Last Friday, an eleven-member panel of the Ninth Circuit Court dismissed a claim by Catholics in San Francisco that the City Board of Supervisors violated the Establishment Clause when they denounced Church teaching and urged the Archbishop of San Francisco to defy the Vatican. A little background is warranted.
Early in 2006, Cardinal William Levada, Prefect of the Congregation for the Doctrine of the Faith, issued a statement clarifying that Church agencies should not place children for adoption with same-sex couples. The statement had particular significance for Levada’s former Archdiocese of San Francisco, whose Catholic Charities agency had been placing children for adoption with same-sex couples.
In response to Cardinal Levada’s statement, the San Francisco Board of Supervisors passed a resolution denouncing the Vatican’s foreign meddling, demanding Levada retract his “hateful,” “insulting,” “discriminatory,” “callous” and ignorant directive, and urging current San Francisco Archbishop George Niederauer and Catholic Charities “to defy all discriminatory directives of Cardinal Levada.” Members of the Board of Supervisors also threatened to remove funding from Catholic Charities’ other programs unless they did defy the Vatican (The City was not funding the adoption program at Catholic Charities).
Two Catholic citizens of San Francisco joined the Catholic League in filing suit against the Board of Supervisors claiming their resolution violated the Establishment Clause by, among other things, sending a message of official state disapproval of Catholic teaching and entangling itself with the internal affairs of a church.

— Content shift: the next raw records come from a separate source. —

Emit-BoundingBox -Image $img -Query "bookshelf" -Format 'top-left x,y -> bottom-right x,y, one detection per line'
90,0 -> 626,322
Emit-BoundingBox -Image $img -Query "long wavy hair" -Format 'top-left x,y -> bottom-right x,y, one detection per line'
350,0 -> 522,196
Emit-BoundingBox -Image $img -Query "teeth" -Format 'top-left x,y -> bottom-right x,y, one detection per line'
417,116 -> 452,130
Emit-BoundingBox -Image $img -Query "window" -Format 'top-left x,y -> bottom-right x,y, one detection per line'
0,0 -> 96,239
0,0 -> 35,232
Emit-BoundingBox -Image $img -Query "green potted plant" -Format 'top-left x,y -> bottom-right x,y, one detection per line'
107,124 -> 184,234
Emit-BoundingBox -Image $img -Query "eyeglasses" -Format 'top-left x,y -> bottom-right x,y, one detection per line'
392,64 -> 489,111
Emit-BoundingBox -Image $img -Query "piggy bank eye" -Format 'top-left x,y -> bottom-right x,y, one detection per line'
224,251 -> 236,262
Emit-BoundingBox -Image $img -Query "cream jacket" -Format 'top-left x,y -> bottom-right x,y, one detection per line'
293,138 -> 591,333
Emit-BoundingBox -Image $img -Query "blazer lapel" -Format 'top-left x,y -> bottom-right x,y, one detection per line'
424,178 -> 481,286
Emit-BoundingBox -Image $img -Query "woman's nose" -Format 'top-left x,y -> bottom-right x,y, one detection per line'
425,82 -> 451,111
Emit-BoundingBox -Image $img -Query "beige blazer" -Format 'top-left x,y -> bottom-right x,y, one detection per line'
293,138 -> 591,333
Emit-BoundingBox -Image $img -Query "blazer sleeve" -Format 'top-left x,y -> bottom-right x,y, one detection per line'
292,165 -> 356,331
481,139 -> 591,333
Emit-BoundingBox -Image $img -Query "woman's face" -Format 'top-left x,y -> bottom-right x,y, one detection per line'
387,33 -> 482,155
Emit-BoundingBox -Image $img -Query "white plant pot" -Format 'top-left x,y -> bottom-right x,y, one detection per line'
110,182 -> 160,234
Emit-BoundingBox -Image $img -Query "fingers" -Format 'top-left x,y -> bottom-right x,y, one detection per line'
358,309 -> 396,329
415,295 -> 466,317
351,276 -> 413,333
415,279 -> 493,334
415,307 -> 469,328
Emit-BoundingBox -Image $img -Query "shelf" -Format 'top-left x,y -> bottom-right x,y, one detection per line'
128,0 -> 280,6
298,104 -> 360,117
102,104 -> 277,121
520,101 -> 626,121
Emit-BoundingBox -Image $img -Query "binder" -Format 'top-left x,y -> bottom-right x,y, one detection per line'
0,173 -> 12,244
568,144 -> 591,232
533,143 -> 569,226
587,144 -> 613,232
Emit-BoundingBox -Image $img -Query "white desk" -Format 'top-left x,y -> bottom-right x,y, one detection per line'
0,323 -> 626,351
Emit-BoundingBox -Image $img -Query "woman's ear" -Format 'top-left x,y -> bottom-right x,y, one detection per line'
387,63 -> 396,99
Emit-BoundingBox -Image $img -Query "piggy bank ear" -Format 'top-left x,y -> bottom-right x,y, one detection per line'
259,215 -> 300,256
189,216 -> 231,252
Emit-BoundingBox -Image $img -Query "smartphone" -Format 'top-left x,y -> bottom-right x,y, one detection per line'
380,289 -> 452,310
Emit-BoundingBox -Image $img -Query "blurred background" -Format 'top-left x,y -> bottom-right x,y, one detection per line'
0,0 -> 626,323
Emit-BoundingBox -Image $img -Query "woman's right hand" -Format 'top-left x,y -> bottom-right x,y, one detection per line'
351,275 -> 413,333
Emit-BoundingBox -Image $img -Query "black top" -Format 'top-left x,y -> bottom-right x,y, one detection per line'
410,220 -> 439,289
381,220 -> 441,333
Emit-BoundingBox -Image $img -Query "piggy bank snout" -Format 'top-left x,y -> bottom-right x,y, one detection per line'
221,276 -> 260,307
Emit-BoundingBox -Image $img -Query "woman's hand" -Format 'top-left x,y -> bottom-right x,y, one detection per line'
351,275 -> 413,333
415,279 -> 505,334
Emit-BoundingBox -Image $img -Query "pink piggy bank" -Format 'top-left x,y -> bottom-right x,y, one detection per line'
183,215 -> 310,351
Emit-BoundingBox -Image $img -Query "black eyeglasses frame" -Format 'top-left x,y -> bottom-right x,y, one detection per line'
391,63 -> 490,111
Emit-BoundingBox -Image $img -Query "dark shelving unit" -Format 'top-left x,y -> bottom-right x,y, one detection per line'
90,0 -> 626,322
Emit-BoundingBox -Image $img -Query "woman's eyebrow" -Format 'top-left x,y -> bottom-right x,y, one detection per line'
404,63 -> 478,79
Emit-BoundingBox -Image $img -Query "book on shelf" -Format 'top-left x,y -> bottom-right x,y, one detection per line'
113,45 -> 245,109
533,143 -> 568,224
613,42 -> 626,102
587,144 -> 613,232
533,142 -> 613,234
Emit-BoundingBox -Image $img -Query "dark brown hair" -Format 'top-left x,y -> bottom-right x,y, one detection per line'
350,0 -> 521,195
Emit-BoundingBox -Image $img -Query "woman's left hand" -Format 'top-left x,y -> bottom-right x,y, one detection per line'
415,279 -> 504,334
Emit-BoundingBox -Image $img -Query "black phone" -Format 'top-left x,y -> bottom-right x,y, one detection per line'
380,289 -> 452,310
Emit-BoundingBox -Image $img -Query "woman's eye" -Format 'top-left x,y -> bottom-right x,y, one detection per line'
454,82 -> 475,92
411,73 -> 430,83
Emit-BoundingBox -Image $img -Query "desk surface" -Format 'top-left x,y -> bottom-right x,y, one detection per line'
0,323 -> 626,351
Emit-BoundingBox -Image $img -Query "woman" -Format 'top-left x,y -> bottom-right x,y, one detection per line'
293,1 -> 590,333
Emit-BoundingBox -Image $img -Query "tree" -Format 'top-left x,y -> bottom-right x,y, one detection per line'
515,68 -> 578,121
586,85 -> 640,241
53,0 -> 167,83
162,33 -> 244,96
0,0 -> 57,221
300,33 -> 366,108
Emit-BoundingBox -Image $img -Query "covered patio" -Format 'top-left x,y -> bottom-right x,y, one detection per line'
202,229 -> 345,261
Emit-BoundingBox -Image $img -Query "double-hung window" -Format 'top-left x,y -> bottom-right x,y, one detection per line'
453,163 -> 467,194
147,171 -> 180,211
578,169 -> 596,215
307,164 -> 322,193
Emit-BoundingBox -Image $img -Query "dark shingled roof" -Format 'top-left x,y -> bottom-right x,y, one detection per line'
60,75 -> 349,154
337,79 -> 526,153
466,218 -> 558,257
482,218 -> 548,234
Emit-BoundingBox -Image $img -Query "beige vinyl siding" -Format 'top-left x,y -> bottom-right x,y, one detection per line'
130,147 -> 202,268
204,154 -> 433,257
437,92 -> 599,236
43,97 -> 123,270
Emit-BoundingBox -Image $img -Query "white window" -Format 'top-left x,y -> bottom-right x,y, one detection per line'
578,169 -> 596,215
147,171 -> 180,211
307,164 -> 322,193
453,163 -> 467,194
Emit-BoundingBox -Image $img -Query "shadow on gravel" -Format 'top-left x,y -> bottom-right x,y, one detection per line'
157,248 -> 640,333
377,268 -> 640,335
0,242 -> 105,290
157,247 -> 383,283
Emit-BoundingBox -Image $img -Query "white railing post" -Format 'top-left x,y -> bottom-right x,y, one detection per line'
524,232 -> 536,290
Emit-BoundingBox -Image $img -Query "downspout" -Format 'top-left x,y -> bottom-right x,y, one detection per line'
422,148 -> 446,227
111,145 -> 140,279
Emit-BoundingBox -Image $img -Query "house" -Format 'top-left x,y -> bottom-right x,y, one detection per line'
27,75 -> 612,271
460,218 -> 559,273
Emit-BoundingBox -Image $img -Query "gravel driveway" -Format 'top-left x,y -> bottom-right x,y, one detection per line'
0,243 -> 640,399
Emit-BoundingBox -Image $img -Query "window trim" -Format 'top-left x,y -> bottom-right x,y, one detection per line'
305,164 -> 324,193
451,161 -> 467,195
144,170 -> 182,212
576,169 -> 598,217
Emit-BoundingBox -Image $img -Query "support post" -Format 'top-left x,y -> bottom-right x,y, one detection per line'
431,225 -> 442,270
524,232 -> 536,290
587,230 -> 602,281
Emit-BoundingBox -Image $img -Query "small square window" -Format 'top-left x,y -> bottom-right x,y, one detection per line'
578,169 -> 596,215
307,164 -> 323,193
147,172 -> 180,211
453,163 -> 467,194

The case was dismissed by a district court, a three member panel of the Ninth Circuit and now, finally by the Ninth Circuit en banc by 8-3. Five members of the court found that the Catholic citizens had no standing, three that they had standing but no valid claim, and three that they had standing and a valid claim. Here’s what the last three succinctly found in dissent:
…a mere message of disapproval, even in the absence of any coercion, suffices for an Establishment Clause violation . . .The “message” in the resolution [that] a Catholic doctrine duly communicated by the part of the Catholic church in charge of clarifying doctrine is “hateful,” “defamatory,” “insulting,” “callous,” and “discriminatory,” showing “insensitivity and ignorance,” the Catholic Church is a hateful foreign meddler in San Francisco’s affairs, the Catholic Church ought to “withdraw” its religious directive, and the local archbishop should defy his superior’s directive. This is indeed a “message of . . . disapproval.” And that is all it takes for it to be unconstitutional.

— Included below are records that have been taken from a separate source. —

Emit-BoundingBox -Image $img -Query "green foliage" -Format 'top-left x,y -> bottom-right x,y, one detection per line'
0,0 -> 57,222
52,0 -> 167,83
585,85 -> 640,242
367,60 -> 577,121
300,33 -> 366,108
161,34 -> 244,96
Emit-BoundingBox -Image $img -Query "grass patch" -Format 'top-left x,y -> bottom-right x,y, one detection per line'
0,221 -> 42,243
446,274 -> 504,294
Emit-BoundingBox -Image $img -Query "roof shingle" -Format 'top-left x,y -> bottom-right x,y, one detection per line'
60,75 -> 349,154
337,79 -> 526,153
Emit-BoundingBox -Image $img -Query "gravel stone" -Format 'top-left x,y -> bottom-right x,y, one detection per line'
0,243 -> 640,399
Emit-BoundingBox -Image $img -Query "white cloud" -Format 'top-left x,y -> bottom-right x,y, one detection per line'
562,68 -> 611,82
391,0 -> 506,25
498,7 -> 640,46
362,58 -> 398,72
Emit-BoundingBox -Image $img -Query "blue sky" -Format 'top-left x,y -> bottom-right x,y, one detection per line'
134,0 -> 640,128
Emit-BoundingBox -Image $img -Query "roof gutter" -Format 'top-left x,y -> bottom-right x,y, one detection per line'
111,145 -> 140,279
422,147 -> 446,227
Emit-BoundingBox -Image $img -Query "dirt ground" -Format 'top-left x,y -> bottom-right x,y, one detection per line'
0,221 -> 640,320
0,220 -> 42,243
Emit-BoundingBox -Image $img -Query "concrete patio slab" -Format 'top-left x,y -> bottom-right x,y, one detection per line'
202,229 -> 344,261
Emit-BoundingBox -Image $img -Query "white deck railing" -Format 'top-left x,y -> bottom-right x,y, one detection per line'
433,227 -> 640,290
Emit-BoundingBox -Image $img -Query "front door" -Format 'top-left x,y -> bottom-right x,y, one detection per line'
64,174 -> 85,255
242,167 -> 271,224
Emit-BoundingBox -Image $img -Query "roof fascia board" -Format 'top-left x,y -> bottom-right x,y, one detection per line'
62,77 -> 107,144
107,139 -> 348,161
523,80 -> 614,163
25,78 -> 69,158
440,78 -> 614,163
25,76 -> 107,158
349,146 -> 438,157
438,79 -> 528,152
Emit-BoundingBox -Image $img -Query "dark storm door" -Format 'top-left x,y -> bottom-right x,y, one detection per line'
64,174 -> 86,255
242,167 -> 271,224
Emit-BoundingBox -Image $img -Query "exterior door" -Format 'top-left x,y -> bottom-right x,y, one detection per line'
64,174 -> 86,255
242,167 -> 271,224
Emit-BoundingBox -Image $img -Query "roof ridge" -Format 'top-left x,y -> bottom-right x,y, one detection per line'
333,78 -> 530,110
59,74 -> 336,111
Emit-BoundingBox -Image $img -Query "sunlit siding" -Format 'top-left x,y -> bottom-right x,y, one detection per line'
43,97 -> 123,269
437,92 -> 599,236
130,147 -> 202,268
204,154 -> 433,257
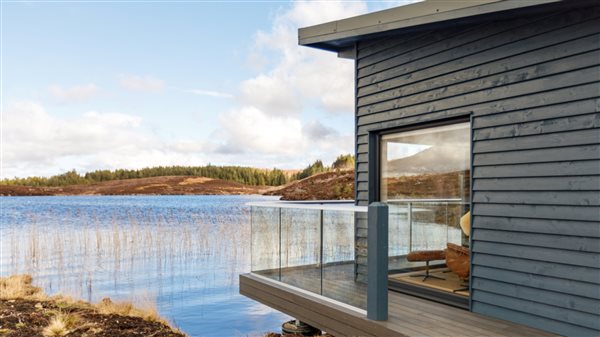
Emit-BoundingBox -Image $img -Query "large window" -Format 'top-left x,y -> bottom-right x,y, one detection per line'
380,122 -> 471,201
379,122 -> 471,306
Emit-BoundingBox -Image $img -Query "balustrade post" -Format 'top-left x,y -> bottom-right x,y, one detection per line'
367,202 -> 389,321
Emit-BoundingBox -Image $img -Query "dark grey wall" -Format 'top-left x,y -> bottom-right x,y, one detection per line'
356,3 -> 600,336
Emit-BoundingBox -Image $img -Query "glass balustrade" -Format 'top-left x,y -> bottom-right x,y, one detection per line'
250,202 -> 367,309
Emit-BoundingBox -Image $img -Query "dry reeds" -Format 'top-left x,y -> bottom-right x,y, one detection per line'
0,275 -> 47,300
42,312 -> 81,337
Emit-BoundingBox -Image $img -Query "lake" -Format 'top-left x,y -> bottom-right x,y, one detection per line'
0,196 -> 290,336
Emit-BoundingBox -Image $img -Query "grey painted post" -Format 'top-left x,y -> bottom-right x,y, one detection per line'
367,202 -> 388,321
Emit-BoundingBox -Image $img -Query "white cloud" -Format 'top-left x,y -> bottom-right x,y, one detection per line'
241,1 -> 367,115
48,83 -> 98,102
213,1 -> 366,167
119,74 -> 165,92
219,107 -> 306,155
2,102 -> 211,178
184,89 -> 233,98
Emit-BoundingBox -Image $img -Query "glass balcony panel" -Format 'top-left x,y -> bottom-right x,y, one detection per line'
281,208 -> 321,293
251,202 -> 367,309
321,210 -> 367,309
251,206 -> 281,280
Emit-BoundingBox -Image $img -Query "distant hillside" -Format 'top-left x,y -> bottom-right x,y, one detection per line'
264,170 -> 354,200
0,176 -> 266,196
387,146 -> 469,175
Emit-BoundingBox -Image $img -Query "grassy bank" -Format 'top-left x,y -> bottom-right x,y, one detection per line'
0,275 -> 186,337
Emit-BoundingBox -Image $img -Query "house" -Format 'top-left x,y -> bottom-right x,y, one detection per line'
240,0 -> 600,336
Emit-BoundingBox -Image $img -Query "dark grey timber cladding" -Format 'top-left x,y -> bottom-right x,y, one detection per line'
356,6 -> 600,336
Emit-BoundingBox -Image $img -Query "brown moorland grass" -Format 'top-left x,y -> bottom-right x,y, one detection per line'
0,275 -> 186,337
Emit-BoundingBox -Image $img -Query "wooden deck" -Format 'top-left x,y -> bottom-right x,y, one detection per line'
240,274 -> 556,337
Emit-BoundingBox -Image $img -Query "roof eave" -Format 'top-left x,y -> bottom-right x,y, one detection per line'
298,0 -> 562,52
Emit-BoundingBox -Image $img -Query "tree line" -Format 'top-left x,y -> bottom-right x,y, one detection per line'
0,155 -> 354,187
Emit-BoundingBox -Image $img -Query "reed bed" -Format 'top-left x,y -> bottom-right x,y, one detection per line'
0,203 -> 250,301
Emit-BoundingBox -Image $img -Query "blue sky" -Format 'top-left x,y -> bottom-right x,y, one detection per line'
1,1 -> 414,178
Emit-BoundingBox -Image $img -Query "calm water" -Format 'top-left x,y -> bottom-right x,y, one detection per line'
0,196 -> 289,336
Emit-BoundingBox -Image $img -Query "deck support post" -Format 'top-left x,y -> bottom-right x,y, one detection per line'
367,202 -> 389,321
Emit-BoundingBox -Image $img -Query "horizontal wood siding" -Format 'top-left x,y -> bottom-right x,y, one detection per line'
356,6 -> 600,336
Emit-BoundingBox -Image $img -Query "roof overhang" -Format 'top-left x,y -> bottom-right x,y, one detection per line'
298,0 -> 576,56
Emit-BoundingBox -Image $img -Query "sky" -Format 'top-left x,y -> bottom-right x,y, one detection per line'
0,0 -> 418,178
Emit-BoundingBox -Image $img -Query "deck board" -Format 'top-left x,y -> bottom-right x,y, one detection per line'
240,274 -> 557,337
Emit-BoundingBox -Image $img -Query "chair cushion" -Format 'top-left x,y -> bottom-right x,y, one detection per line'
406,250 -> 446,262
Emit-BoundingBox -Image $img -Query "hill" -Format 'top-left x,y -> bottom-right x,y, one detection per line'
0,176 -> 266,196
264,170 -> 354,200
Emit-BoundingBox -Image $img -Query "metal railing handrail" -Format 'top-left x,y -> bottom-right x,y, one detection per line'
385,198 -> 463,203
246,200 -> 368,213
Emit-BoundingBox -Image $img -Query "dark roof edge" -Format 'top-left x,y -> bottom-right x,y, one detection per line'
298,0 -> 572,51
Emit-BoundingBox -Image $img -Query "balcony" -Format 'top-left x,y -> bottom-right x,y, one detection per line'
250,202 -> 367,310
240,200 -> 555,337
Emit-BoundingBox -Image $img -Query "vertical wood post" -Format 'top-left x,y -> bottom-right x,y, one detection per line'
367,202 -> 389,321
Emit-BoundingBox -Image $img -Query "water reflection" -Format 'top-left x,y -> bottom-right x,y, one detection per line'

As to the entanglement issue, the dissent found:
San Francisco entangles itself with the Catholic hierarchy when it urges the local archbishop to defy the cardinal. It is a dramatic entanglement to resolve that the Cardinal “as head of the Congregation for the Doctrine of the Faith” should withdraw his directive. The Catholic Church, like the myriad other religions that have adherents in San Francisco, is entitled to develop and propagate its faith without assistance and direction from government.
Seems straightforward to me, but on the Ninth Circuit sense is held by only a minority of three. There are several other positions on the jurisprudence of the Establishment Clause in the court’s opinion, including this bizarre finding:
We would have a different case on our hands had the defendants called upon Cardinal Levada to recant his views on transubstantiation, or had urged Orthodox Jews to abandon the laws of kashrut, or Mormons their taboo of alcohol. Those matters of religious dogma are not within the secular arena in the way that same-sex marriage and adoption are.
Translated, your freedom of religion encompasses all the superstitious voodoo you care to indulge in, but you may not have a religious dogma at variance with something the City cares about – like sex.
Daniel Piedra with the Thomas More Law Center which represented the plaintiffs said the center will ask the Supreme Court to review the dismissal. If that happens, the Supreme Court could issue a writ ordering the lower court to re-evaluate the case based on the Establishment Clause. As stated above, five of the members didn’t even touch the merits of the case leaving a 3-3 division on the actual Constitutional issue.
“The current jurisprudence on the Establishment Clause is an absolute mess,” Piedra said. “There is no coherent principle,” he said, a fact evident within the Ninth Circuit’s three-way opinion in this case.